An important turning point in India’s industrial and technical development was the unveiling of TATA Electronics’ ₹91,000-crore semiconductor production facility at Dholera, Gujarat.
Prime Minister Narendra Modi was present when TATA Electronics and ASML signed a strategic agreement at the latter’s Veldhoven, Netherlands, headquarters on May 16, 2026.
In partnership with Taiwan’s Powerchip Semiconductor Manufacturing Corporation, ASML, the only producer of extreme-ultraviolet lithography machines, pledged to provide lithography systems, technical training, and ecosystem support for India’s first commercial fabrication plant. By late 2026, the plant is anticipated to generate its first commercially viable wafers.
The cutting edge of 2nm or 3nm technology will not be pursued by the Dholera fab. With extra capacity for 40, 55, 90, and 110nm nodes, it will instead concentrate on 28nm chips. These developed nodes serve as the foundation for embedded silicon, telecom radios, automotive electronics, power management systems, and industrial sensors.
Only 3% of the world’s wafer volume is at 3nm and below, and about 70% is at 28nm and above. India is making a pragmatic decision by designing for the chips that its economy actually uses rather than the ones that make headlines.

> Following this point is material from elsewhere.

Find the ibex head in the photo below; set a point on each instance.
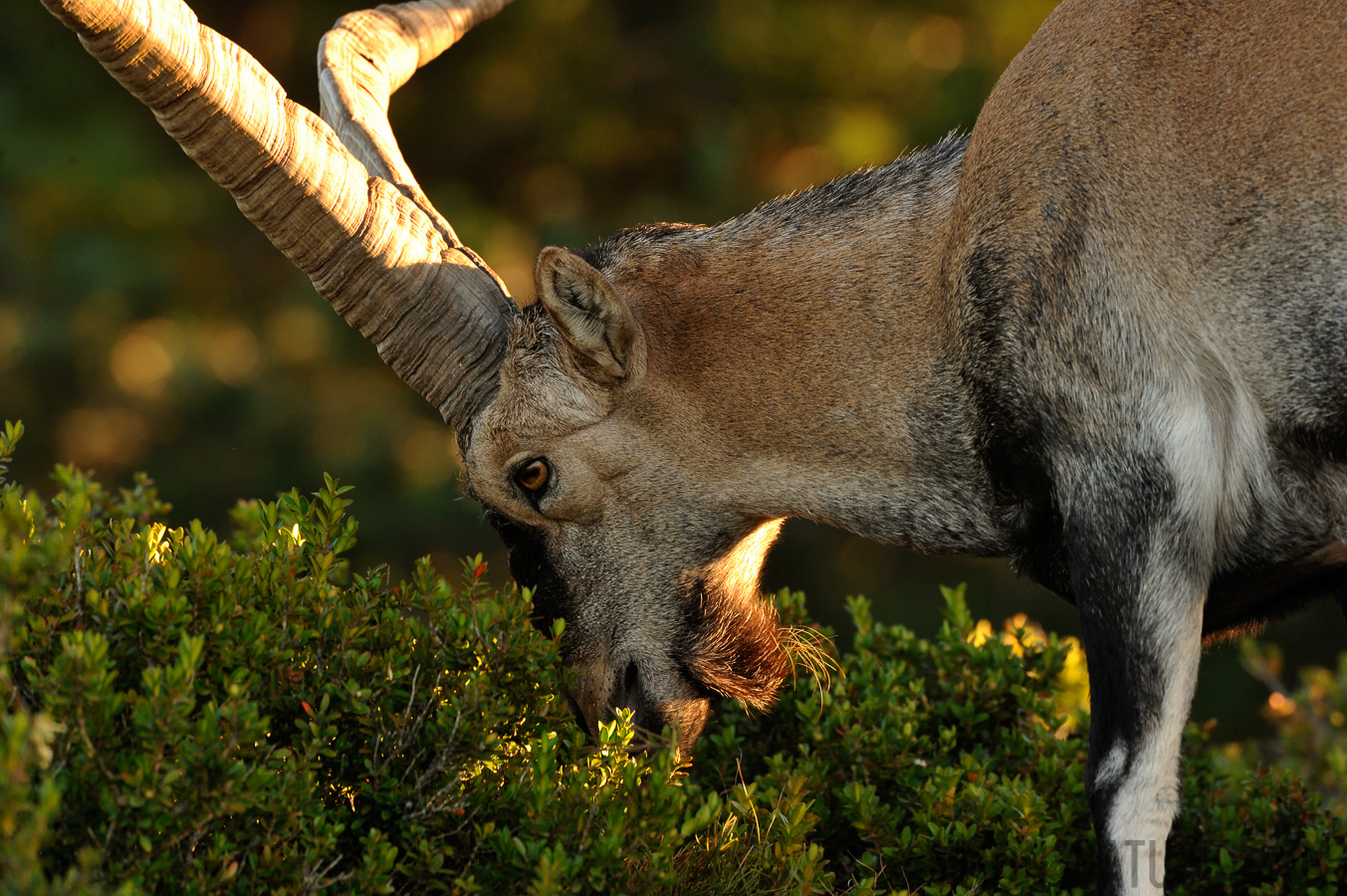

The argument that India should go straight for 3nm or 7nm ignores the past. Every prosperous semiconductor nation started off on the periphery of its time and worked its way up. It took 35 years for TSMC to reach 3 nm, having begun at 3 microns in 1987.

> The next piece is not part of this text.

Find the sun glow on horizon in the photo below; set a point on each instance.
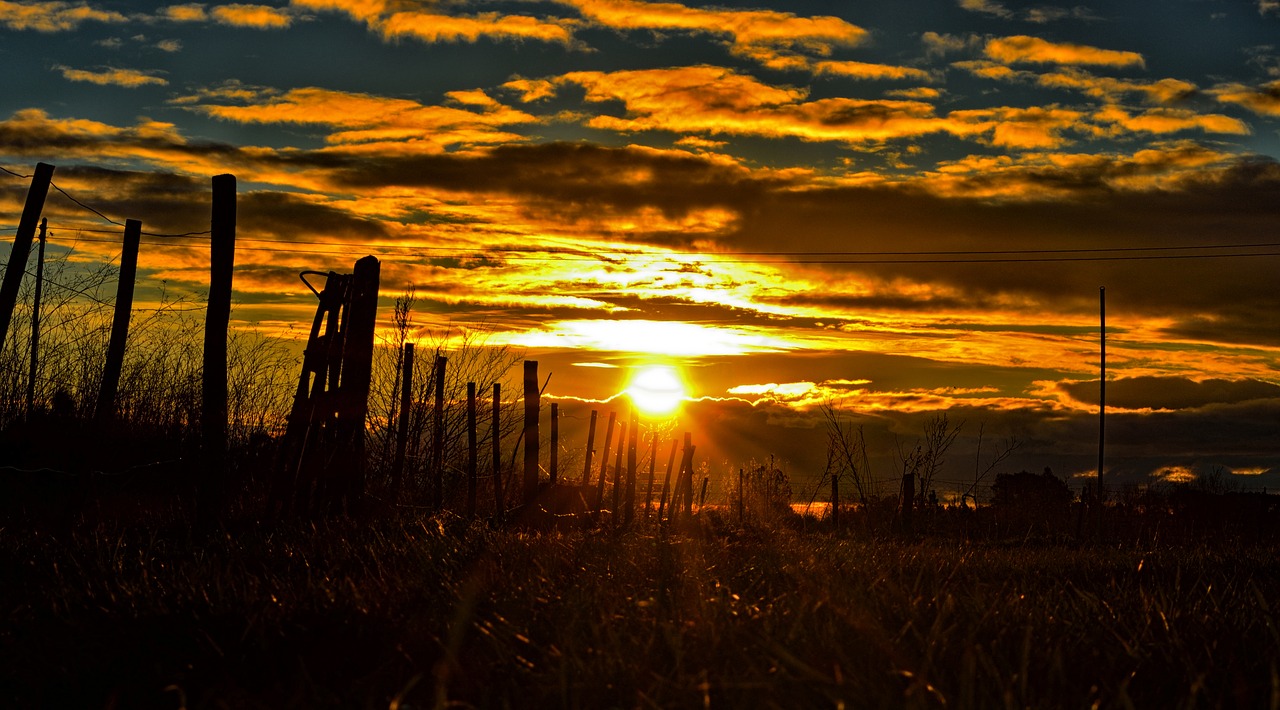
(656, 390)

After significant state subsidies, SMIC only achieved 7nm-class production in 2023, having started at 180nm in 2000. Chartered Semiconductor in Singapore and Silterra in Malaysia, on the other hand, were unable to maintain their competitiveness because they either chased the leading edge too soon or stagnated at the following edge without anchoring. Due to a lack of market demand or financial closure, India’s previous attempts—from the SCL factory in Mohali to the SemIndia and Jaypee-IBM ventures—failed.
But the market still exists today, propelled by defense electronics, EVs, smartphones, and geopolitical detachment from China.
The economic justification is obvious. In contrast to $20 billion for 3nm and $28 billion for 2nm, the establishment of a 28nm fabrication plant costs between $10 and $15 billion. The High-NA EUV scanners from ASML, which are necessary for sub-7nm production, weigh as much as two Boeing 777s, cost $380 million each, and require six months to install.
The issue is demand, not affordability. In March 2026, Renesas introduced its flagship 28nm automotive microcontroller. Eighty percent of the chips in contemporary cars are between 28 and 180 nm in size, according to the US Bureau of Industry and Security.
Between 1,400 and 3,000 chips are found in a single passenger car, and shortages of 28–90nm microcontrollers—not 3nm processors—caused the worldwide auto crisis in 2021. In September 2021, Maruti Suzuki alone reduced production by 51%, costing the Indian auto industry approximately ₹25,000 crore in missed sales.
The ecology of India is being put together concurrently. The back-end assistance for packaging, testing, and integration is provided by TATA’s OSAT facility in Jagiroad, Micron’s Sanand plant, which opened in February 2026, CG Power-Renesas at Sanand, and Kaynes Semicon’s operations since March 2026.
India will have a full supply chain in place by the time Dholera’s wafers are released. Compared to previous flops where fabs were presented without a domestic market or supporting ecosystem, this represents a significant shift.
There are still difficulties. Only 15% of the Design-Linked Incentive scheme’s FY24 budget was disbursed, according to analysts like Pranay Kotasthane, who draw attention to execution flaws. SMIC has already slashed wafer pricing to flood the market, and China’s Big Fund-III is investing $47 billion at 28nm.
However, trade impediments from the West bolster India’s position. Section 5949 of the US NDAA will prohibit federal contractors from using Chinese chips in key systems starting in December 2027. The US slapped a 50% tariff on Chinese semiconductors in January 2025, with additional increases due in 2027. There must be a reliable source for mature-node capacity from trusted suppliers, and India is becoming a viable option.
By 2028, the Dholera factory is anticipated to reach full capacity, generating more than 20,000 employment and establishing a supplier network for packaging, chemicals, and gases.
India’s electronics sector, which imported parts worth ₹34,000 crore last year, will benefit directly from it. Given that semiconductor success is a multi-decade marathon, the project reflects India’s desire to walk before it runs.
India has finally reached the beginning of a thirty-year journey by selecting 28nm. The appeal of 3nm can wait; Dholera will make the semiconductors that India really needs.